After days of speculation the British army has finally been deployed to help combat the deadly COVID-19 disease, albeit in a limited capacity, at least for the time being.
It is understood that the army’s role is currently limited to the delivery of protective medical equipment to frontline National Health Service (NHS) staff engaged in the fight against COVID-19.
According to Sky News, hospital trusts have been told to expect deliveries of Personal Protective Equipment (PPE), such as masks, safety glasses, gloves, aprons and protective suits “around the clock”.
The army has been tasked to intervene in order to strengthen the health service’s supply chain after NHS staff warned they lack correct and adequate equipment to protect themselves in coronavirus-related clinical settings.
According to the health secretary, Matt Hancock, army trucks will deliver equipment to “all who need it”.
Speaking to Sky News earlier today, Hancock claimed a “PPE shipment” was delivered to “every hospital” over the weekend.
It is not clear if he was referring to every hospital in the UK or hospitals in England and Wales only.
Moreover, it is not clear at this stage if the army’s intervention is part of Operation Broadshare, a wide-ranging military plan to intervene in the coronavirus outbreak with a view to ensuring public safety and national security.
But in a sign the British military is planning to intervene more deeply in the crisis, it is being reported the army has told soldiers that commands issued over the messaging platform Whatsapp are now “legally binding”.

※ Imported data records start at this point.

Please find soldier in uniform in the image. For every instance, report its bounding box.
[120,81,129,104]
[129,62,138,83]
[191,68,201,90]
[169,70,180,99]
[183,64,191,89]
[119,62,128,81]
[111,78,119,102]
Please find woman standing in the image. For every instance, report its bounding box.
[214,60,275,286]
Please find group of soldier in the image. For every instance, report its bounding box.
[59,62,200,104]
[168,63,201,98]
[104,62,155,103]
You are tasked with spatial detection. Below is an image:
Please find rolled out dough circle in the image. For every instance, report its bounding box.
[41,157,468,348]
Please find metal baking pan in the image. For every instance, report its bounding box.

"In written orders posted to a Ministry of Defence intranet site, an Army unit told its soldiers that from now on, orders delivered over WhatsApp are to be treated just as seriously as written instructions delivered through the usual chain of command." https://t.co/BHnUV3cTY9— Shashank Joshi (@shashj) March 23, 2020
The mounting reports and speculation centered on a significant military intervention speak to the hidden depths of the coronavirus crisis in the UK, with the British establishment increasingly fearful of a breakdown of social order.